Gregory Norman kannte den Anblick des alten, geschlossenen Hallenbades seit Jahren. Es war ihm so vertraut wie das Gesicht eines Verwandten. Aber nun, da er die Stufen zum Eingang emporstieg, änderte sich die Perspektive, und es schien, als erwache er aus einem Traum. Er war als Käufer hier. Noch letzten Monat hätte er bei dem Gedanken, ein Hallenbad zu kaufen, belustigt abgewunken, aber durch einen Zufall hatte er von dieser Angelegenheit und dem Spottpreis, der verlangt wurde, erfahren. Natürlich ging es ihm nicht um das Hallenbad – das war baufällig und seit Jahrzehnten nicht mehr rentabel -, sondern um das Grundstück. In ihm schlummerte eine Goldgrube, da war Gregory sicher; es lag ganz in der Nähe des Stadtkerns, einen Steinwurf weiter begann ein noch im Bau befindlicher Wohnkomplex, der bald Heimat für solide und gut betuchte Familien war. Diese Investition musste ganz einfach Erfolg bringen; mit dem Gedanken, was geschähe, wenn er sich irrte, befasste Gregory sich lieber nicht. Das tat er nur an regnerischen Tagen nach dem dritten Glas Scotch. Doch im Moment schien die Sonne, und Gregory war nüchterner als eine züchtige Pastorentochter.

»Hören Sie«, sagte er und wandte sich dem Mann zu, der ihn begleitete. »Es ist wirklich nicht nötig, dass wir es uns ansehen. Ich kauf es ja nur, um es abzureißen.« Er empfand keine Lust, mit dem Verkäufer ein leerstehendes Gebäude zu betreten. Gregory linste aus den Augenwinkeln zu ihm hinüber. Sein Aussehen war schnell umschrieben, und nichts davon war ein Kompliment: Er war klein, fett, er schwitzte wie ein Schwein, und deswegen roch er auch wie eines, und um dem Ganzen die Krone aufzusetzen, hatte er die unangenehme Fistelstimme eines Eunuchen. Gregory erinnerte sich an die Begrüßung und das ausgiebige Händeschütteln vor einigen Minuten. Die Hand des Mannes hatte sich warm und feucht angefühlt wie … Gregory erschauderte und starrte verstohlen auf seine Rechte hinunter. Als hätte sich ein Pavianarsch über sie gestülpt, so hatte es sich angefühlt.

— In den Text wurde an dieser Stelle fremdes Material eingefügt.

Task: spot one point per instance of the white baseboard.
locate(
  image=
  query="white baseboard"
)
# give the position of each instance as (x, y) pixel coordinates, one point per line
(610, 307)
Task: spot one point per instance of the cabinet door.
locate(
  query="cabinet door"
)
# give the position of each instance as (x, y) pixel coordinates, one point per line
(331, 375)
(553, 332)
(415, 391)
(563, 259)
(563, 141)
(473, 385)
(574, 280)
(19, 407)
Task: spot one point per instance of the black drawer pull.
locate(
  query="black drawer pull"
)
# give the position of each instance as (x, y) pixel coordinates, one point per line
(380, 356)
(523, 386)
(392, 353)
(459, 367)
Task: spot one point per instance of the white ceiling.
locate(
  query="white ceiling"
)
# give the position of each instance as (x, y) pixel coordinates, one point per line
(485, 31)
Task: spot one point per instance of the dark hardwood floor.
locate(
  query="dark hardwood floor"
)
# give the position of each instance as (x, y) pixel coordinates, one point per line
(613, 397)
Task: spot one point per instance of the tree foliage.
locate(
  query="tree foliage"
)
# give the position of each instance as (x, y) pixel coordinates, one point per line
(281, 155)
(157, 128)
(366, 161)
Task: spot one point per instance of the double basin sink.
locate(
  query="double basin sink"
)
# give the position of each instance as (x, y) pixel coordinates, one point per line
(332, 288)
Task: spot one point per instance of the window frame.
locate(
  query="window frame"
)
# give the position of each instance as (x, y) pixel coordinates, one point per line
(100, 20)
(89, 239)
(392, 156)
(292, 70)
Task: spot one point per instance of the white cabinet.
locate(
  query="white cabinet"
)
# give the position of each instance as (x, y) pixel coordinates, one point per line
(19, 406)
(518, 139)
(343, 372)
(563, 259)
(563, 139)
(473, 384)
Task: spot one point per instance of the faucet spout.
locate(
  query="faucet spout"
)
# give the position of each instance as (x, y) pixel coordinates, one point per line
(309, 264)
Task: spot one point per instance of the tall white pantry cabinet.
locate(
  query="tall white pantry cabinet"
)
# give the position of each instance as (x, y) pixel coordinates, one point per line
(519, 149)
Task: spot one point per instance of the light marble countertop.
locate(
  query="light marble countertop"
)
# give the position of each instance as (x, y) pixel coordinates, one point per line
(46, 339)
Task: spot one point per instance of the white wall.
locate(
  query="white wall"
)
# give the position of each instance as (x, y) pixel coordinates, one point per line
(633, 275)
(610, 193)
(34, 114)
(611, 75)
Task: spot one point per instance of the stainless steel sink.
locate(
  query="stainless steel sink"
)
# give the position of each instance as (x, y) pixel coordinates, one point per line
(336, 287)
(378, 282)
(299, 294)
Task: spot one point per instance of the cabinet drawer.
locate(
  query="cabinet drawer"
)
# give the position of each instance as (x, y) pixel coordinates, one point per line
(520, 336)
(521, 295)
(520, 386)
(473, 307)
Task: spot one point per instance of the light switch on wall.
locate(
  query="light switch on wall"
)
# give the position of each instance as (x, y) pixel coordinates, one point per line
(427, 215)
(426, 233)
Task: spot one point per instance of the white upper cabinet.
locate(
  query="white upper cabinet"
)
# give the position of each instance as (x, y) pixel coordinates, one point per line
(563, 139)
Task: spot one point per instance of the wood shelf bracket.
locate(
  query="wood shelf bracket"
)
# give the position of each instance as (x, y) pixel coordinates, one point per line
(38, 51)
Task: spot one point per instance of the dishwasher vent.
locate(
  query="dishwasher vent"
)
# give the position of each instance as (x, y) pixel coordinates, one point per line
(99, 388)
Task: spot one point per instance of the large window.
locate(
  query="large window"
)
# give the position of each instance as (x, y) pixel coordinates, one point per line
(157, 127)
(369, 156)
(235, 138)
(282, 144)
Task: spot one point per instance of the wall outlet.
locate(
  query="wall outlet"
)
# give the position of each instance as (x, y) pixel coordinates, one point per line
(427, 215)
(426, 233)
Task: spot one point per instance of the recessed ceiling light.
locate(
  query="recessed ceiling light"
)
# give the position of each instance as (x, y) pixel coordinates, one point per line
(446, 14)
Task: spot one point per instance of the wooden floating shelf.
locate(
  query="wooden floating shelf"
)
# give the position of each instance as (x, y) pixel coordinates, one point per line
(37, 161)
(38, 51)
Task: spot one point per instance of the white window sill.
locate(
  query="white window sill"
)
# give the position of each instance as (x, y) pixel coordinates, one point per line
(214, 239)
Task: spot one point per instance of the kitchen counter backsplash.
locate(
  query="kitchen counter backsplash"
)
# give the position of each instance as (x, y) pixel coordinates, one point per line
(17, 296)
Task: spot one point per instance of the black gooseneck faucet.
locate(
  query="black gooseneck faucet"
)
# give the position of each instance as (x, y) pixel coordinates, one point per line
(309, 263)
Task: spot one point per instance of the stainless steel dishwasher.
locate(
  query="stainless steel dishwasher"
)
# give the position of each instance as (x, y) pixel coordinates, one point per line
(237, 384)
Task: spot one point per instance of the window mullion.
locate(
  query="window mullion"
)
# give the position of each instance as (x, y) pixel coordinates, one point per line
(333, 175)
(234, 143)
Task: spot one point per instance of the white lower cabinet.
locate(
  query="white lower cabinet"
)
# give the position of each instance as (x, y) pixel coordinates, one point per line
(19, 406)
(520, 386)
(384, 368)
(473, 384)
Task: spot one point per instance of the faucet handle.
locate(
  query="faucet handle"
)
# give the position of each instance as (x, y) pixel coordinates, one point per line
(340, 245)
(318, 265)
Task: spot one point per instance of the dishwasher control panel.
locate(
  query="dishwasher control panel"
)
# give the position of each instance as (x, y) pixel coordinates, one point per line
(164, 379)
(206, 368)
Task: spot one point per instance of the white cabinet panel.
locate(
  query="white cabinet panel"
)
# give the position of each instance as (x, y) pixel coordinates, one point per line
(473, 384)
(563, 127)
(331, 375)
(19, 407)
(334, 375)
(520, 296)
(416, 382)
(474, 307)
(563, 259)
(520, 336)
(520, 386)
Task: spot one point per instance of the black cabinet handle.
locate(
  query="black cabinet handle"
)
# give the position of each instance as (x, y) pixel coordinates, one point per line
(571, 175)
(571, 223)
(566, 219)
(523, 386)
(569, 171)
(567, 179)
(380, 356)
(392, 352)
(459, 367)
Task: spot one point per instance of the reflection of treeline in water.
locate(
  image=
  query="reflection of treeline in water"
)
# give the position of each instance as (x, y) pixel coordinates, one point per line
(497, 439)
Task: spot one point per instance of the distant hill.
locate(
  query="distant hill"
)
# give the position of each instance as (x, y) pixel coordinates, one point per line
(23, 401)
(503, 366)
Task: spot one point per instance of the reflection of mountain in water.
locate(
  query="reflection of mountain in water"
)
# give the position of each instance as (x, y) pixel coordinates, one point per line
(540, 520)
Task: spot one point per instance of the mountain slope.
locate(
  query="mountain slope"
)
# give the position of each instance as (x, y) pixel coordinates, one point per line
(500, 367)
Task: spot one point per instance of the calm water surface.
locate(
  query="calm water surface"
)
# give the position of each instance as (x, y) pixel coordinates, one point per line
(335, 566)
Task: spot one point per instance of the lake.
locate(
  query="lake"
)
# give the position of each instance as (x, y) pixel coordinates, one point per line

John McDonald, der jetzige Eigentümer, zauberte ein Lächeln hervor, das einer Bitte gleichkam. Lass es uns anschauen, sagte es. »Es dauert nur wenige Minuten«, sagte er, »das Gebäude ist nicht absonderlich groß.«

Absonderlich, dachte Gregory mit gerunzelter Stirn. Mehr und mehr gelangte er zu der Ansicht, dass McDonald ein Spinner war, der dem Lauf der Welt nicht zu folgen wusste. Irgend ein Fetischist, dachte er, der ausgestopfte Tiere oder Bilder von Unfallopfern sammelte. Der Gedanke, mit diesem Mann in ein einsames Gebäude einzudringen, gefiel ihm immer weniger, aber sie befanden sich bereits unmittelbar vor der Eingangstür; nun war es für einen Rückzieher zu spät.

»Wie sind Sie eigentlich an dieses Grundstück gekommen?«, fragte er plötzlich. »Gehörte es nicht früher einmal der Stadt?«

McDonald nickte. Er schloss die breite Eingangstür auf und ließ Gregory den Vortritt. »Das ist richtig. Ich habe es ihr vor zehn Jahren abgekauft, als die Kassen leer waren und die Stadt Geld für Projekte benötigte, die lohnender waren.« Seine hohe Stimme hallte von den nackten Wänden wider. »Leider brauche nun ich Geld und muss mich hiervon trennen.« Er breitete die fetten Arme aus und schaute Gregory auffordernd an, als handelte es sich um mehr als ein verfallenes Gebäude.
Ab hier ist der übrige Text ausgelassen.